Os efeitos econômicos se manifestam no médio e longo prazo. A perda de qualidade do solo e dos recursos hídricos ameaça a produtividade do agronegócio, enquanto a imagem do Brasil no exterior pode ser prejudicada por práticas ambientais inadequadas, abrindo espaço para barreiras comerciais e sanções.
No campo social, o avanço do desmatamento atinge comunidades indígenas e povos tradicionais que dependem da floresta para sobreviver.
Esses grupos são frequentemente deslocados ou têm seus territórios invadidos, agravando desigualdades e dificultando a manutenção de seus modos de vida.
Desafios do Cadastro Ambiental Rural (CAR)
O Cadastro Ambiental Rural (CAR) é uma ferramenta essencial para a gestão ambiental no Brasil, mas enfrenta diversos desafios que comprometem sua eficácia.
Um dos principais problemas é a autodeclaração, que permite que proprietários rurais registrem suas terras sem a devida verificação. Isso tem levado a casos de grilagem, onde áreas protegidas são indevidamente registradas como propriedades privadas.
A falta de fiscalização adequada agrava a situação, resultando em um grande número de cadastros irregulares. Em 2025, mais de 122 mil registros foram cancelados por violarem normas de ordenamento fundiário.
Essa irregularidade dificulta o cumprimento das metas de conservação previstas pelo Código Florestal, como a manutenção de Reservas Legais e Áreas de Preservação Permanente (APPs).
Outro desafio é a integração do CAR com outras bases de dados governamentais, o que poderia melhorar a precisão das informações e facilitar a identificação de irregularidades. A falta de interoperabilidade entre sistemas impede uma visão abrangente e coordenada do uso da terra no país.
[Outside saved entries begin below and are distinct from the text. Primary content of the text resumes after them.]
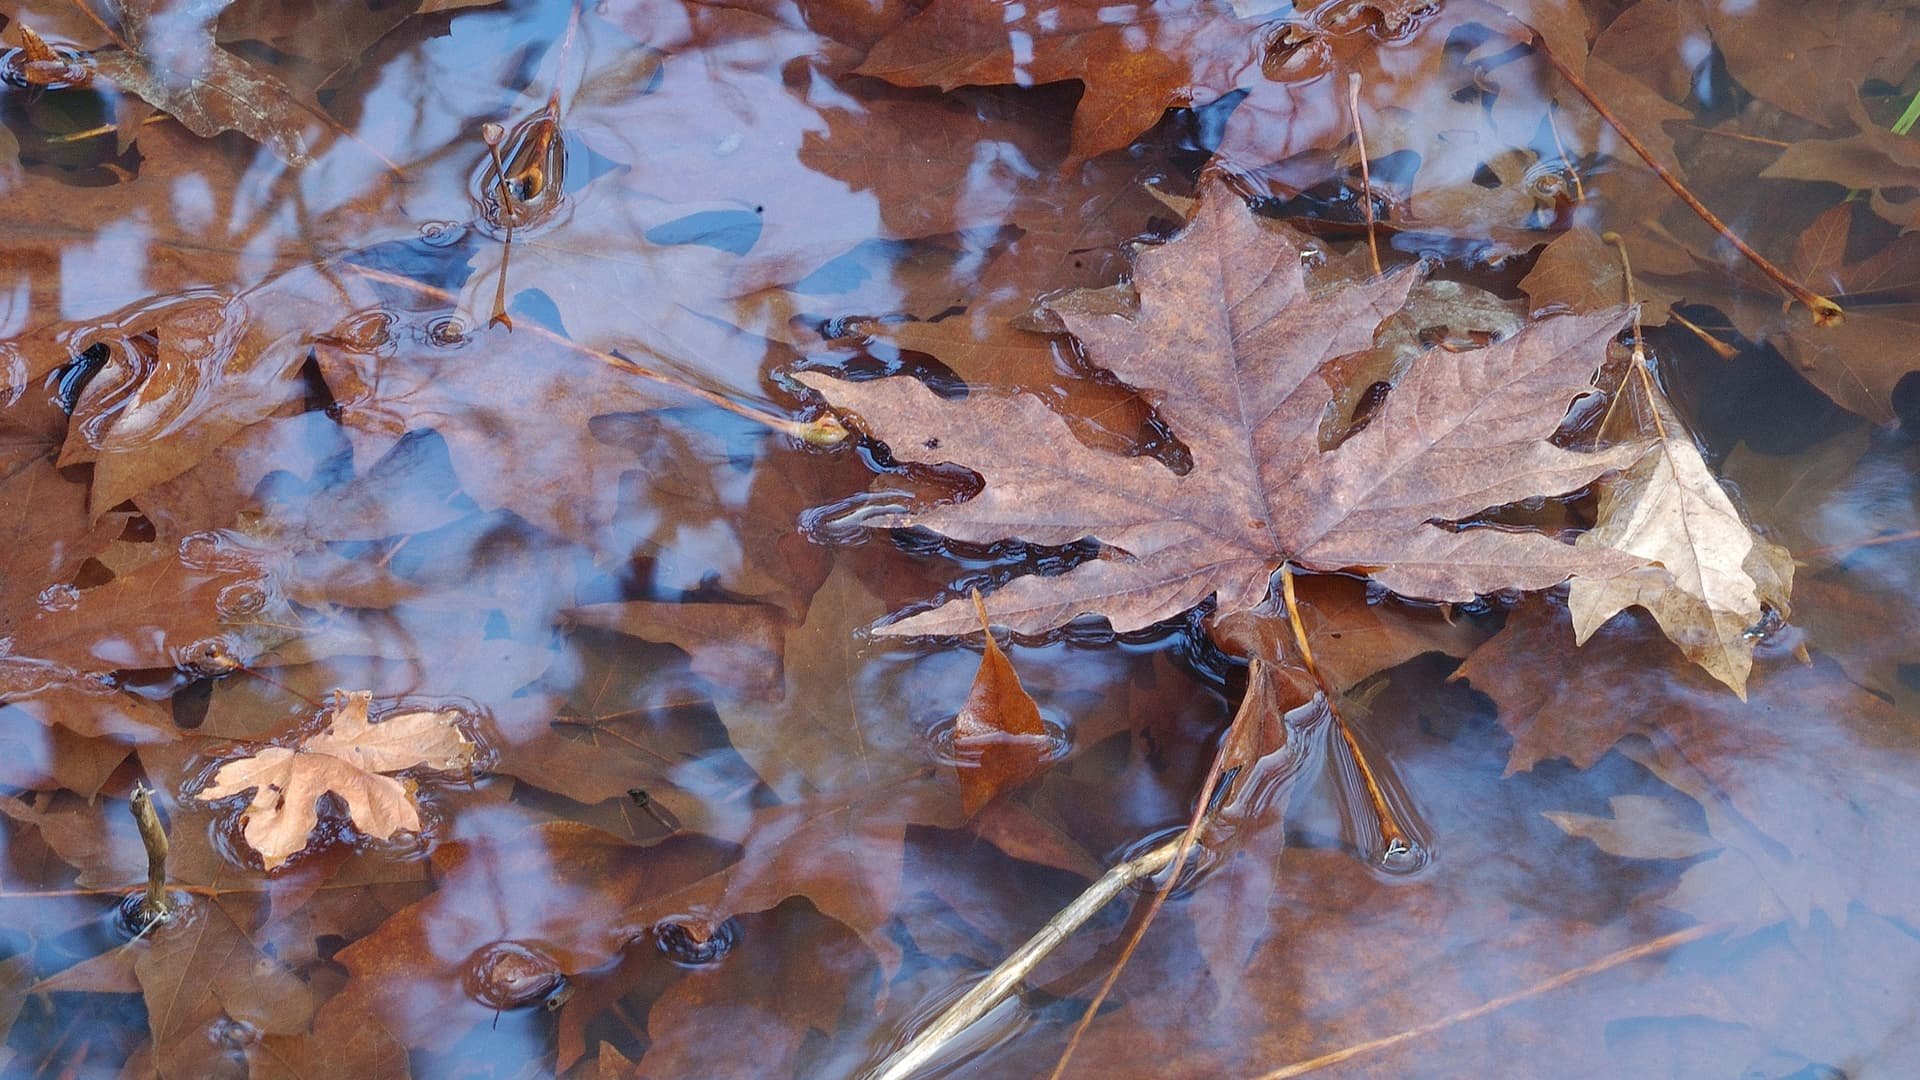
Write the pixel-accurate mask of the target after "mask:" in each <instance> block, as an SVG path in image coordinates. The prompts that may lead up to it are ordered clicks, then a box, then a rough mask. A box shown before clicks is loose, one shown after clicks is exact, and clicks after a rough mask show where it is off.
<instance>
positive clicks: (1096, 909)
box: [870, 832, 1187, 1080]
mask: <svg viewBox="0 0 1920 1080" xmlns="http://www.w3.org/2000/svg"><path fill="white" fill-rule="evenodd" d="M1185 838H1187V834H1185V832H1183V834H1181V836H1177V838H1173V840H1167V842H1165V844H1162V846H1158V847H1152V849H1150V851H1146V853H1142V855H1137V857H1133V859H1127V861H1125V863H1121V865H1117V867H1114V869H1112V871H1108V872H1106V874H1102V876H1100V880H1096V882H1094V884H1092V886H1091V888H1087V892H1083V894H1079V896H1077V897H1075V899H1073V903H1069V905H1066V907H1064V909H1060V913H1058V915H1054V917H1052V919H1048V920H1046V926H1041V930H1039V934H1035V936H1031V938H1027V942H1025V944H1023V945H1020V947H1018V949H1014V953H1010V955H1008V957H1006V959H1004V961H1000V965H998V967H995V969H993V970H991V972H987V978H983V980H979V982H977V984H973V988H972V990H968V992H966V994H964V995H962V997H960V999H958V1001H954V1003H952V1005H948V1007H947V1009H945V1011H943V1013H941V1015H939V1017H937V1019H935V1020H933V1022H931V1024H927V1026H925V1028H922V1030H920V1034H916V1036H914V1038H912V1040H910V1042H908V1043H906V1045H902V1047H900V1049H897V1051H895V1053H893V1055H889V1057H887V1061H883V1063H881V1065H879V1068H877V1070H874V1072H872V1074H870V1080H906V1078H908V1076H912V1074H914V1070H916V1068H920V1067H922V1065H925V1063H927V1061H931V1059H933V1055H937V1053H939V1051H941V1047H945V1045H947V1043H948V1042H952V1040H954V1038H958V1036H960V1032H964V1030H966V1028H968V1026H972V1024H973V1022H975V1020H979V1019H981V1017H985V1015H987V1013H989V1011H993V1007H995V1005H998V1003H1000V1001H1002V999H1006V997H1008V995H1010V994H1014V990H1018V988H1020V982H1021V980H1025V978H1027V974H1029V972H1031V970H1033V969H1035V967H1039V963H1041V961H1043V959H1046V955H1048V953H1052V951H1054V949H1056V947H1060V944H1062V942H1066V940H1068V936H1071V934H1073V930H1077V928H1079V926H1081V924H1083V922H1087V920H1089V919H1092V915H1094V913H1096V911H1100V909H1102V907H1106V905H1108V901H1112V899H1114V897H1116V896H1119V894H1121V892H1125V890H1127V888H1129V886H1133V882H1139V880H1142V878H1150V876H1154V874H1158V872H1160V871H1164V869H1167V867H1169V865H1171V863H1173V857H1175V855H1177V853H1179V849H1181V842H1183V840H1185Z"/></svg>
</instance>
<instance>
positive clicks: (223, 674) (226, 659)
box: [173, 636, 242, 676]
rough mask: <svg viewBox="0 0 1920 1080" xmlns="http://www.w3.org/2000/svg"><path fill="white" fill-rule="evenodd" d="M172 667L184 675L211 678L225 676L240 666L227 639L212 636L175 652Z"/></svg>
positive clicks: (237, 660) (175, 650) (238, 661)
mask: <svg viewBox="0 0 1920 1080" xmlns="http://www.w3.org/2000/svg"><path fill="white" fill-rule="evenodd" d="M173 667H177V669H180V671H182V673H186V675H194V676H211V675H227V673H230V671H236V669H240V667H242V665H240V659H238V657H236V655H234V650H232V646H230V644H228V642H227V638H221V636H213V638H200V640H198V642H192V644H190V646H186V648H180V650H175V653H173Z"/></svg>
Além disso, a capacitação técnica e o suporte aos proprietários rurais são insuficientes. Muitos pequenos produtores não têm acesso às informações necessárias para realizar o cadastro corretamente, o que resulta em erros e omissões.
Investir em educação e assistência técnica é crucial para garantir que o CAR cumpra seu papel de ferramenta de planejamento e conservação ambiental.